“You had better remember the man in Chicago,” said her husband.
“Well, this is my business—or I’ll make it my business!” cried Mrs. Brinkley. She went on talking rapidly, rising with great excitement in her voice at times, and then remembering to speak lower; and her husband apparently read on through most of her talk, though now and then he made some comment that seemed of almost inspired aptness.
“The way they both made up to me was disgusting. But I know the girl is just a tool in her mother’s hands. Her mother seemed actually passive in comparison. For skilful wheedling I could fall down and worship that woman; I really admire her. As long as the girl was with us she kept herself in the background and put the girl at me. It was simply a masterpiece.”
“How do you know she put her at you?” asked Brinkley.
“How? By the way she seemed not to do it! And because from what I know of that stupid Pasmer pride it would be perfectly impossible for any one who was a Pasmer to take her deprecatory manner toward me of herself. You ought to have seen it! It was simply perfect.”

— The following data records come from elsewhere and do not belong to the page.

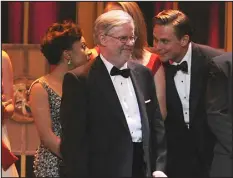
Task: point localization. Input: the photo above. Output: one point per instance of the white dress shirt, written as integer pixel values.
(128, 100)
(182, 82)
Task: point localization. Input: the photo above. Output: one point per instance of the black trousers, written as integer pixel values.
(139, 166)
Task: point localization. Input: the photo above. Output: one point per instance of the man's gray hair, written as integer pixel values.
(106, 21)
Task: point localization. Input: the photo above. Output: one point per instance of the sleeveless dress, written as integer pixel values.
(11, 171)
(154, 63)
(46, 163)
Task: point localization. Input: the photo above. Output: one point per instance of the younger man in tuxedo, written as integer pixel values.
(219, 112)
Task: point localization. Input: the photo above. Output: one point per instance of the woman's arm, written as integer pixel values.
(41, 113)
(160, 84)
(7, 86)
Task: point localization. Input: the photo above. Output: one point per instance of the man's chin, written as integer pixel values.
(163, 59)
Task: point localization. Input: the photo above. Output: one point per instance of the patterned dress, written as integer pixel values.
(46, 163)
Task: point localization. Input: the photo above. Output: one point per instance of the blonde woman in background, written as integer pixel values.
(140, 53)
(64, 47)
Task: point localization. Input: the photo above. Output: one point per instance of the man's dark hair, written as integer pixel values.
(59, 37)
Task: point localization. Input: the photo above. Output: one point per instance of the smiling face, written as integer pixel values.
(119, 43)
(167, 45)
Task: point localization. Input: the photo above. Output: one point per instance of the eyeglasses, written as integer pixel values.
(124, 39)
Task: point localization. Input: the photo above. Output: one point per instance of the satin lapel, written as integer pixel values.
(141, 103)
(197, 66)
(106, 87)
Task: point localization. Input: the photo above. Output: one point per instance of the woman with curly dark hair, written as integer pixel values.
(63, 46)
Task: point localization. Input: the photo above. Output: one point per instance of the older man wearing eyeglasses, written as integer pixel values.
(111, 121)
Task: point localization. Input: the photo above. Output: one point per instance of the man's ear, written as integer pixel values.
(184, 40)
(66, 55)
(103, 40)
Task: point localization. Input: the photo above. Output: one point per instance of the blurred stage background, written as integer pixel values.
(24, 23)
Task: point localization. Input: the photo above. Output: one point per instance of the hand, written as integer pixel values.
(158, 174)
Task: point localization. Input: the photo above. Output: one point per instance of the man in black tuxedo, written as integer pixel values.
(219, 112)
(111, 122)
(189, 139)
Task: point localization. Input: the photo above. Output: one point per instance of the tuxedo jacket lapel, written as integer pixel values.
(110, 97)
(141, 104)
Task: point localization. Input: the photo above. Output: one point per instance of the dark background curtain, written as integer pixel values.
(208, 19)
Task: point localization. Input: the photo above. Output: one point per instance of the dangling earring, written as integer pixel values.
(70, 65)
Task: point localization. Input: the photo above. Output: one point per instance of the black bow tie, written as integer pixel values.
(124, 72)
(183, 67)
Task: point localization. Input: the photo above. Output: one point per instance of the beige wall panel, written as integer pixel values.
(36, 63)
(228, 27)
(86, 12)
(17, 60)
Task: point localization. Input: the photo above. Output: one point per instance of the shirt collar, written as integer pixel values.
(187, 57)
(109, 65)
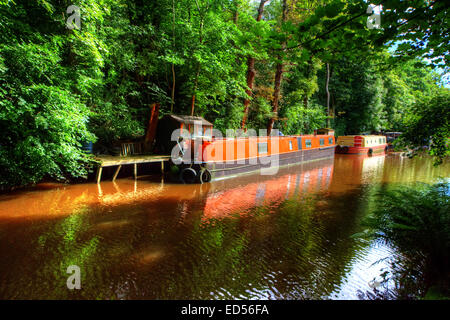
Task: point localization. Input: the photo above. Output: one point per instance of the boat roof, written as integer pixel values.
(361, 135)
(190, 119)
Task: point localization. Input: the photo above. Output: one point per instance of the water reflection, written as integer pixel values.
(274, 237)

“Perhaps,” said Brinkley, with a remote dreaminess, “she was truly sorry.”
“Truly stuff! No, indeed; she hates me as much as ever—more!”
“Well, then, may be she’s doing it because she hates you—doing it for her soul’s good—sort of penance, sort of atonement to Mavering.”

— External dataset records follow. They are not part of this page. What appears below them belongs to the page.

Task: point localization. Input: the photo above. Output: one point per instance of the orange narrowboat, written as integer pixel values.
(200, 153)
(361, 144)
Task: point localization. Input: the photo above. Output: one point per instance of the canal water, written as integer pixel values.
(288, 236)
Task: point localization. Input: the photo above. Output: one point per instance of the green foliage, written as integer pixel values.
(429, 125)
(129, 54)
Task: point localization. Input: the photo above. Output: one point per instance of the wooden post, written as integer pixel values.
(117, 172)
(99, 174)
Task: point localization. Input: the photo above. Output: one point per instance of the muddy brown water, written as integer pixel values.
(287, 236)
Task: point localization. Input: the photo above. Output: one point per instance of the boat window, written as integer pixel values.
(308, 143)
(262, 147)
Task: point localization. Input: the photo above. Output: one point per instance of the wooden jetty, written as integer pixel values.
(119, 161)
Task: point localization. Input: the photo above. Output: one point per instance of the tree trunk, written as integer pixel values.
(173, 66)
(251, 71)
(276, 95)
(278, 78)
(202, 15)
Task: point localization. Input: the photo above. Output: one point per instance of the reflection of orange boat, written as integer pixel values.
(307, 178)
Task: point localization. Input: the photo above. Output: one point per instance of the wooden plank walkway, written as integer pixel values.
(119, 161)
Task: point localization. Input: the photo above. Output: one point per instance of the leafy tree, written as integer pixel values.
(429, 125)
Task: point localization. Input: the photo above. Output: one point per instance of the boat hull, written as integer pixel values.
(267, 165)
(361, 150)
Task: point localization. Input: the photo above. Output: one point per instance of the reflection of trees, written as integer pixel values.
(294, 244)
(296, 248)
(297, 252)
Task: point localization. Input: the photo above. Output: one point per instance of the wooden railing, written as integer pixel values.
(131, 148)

Mrs. Brinkley turned round from her dressing-table to see what her husband meant, but the newspaper hid him. We all know that our own natures are mixed and contradictory, but we each attribute to others a logical consistency which we never find in any one out of the novels. Alice Pasmer was cold and reticent, and Mrs. Brinkley, who had lived half a century in a world full of paradoxes, could not imagine her subject to gusts of passionate frankness; she knew the girl to be proud and distant, and she could not conceive of an abject humility and longing for sympathy in her heart. If Alice felt, when she saw Mrs. Brinkley, that she had a providential opportunity to punish herself for her injustice to Dan, the fact could not be established upon Mrs. Brinkley’s theory of her. If the ascetic impulse is the most purely selfish impulse in human nature, Mrs. Brinkley might not have been mistaken in suspecting her of an ignoble motive, though it might have had for the girl the last sublimity of self-sacrifice. The woman who disliked her and pitied her knew that she had no arts, and rather than adopt so simple a theory of her behaviour as her husband had advanced she held all the more strenuously to her own theory that Alice was practising her mother’s arts. This was inevitable, partly from the sense of Mrs. Pasmer’s artfulness which everybody had, and partly from the allegiance which we pay—and women especially like to pay—to the tradition of the playwrights and the novelists, that social results of all kinds are the work of deep, and more or less darkling, design on the part of other women—such other women as Mrs. Pasmer.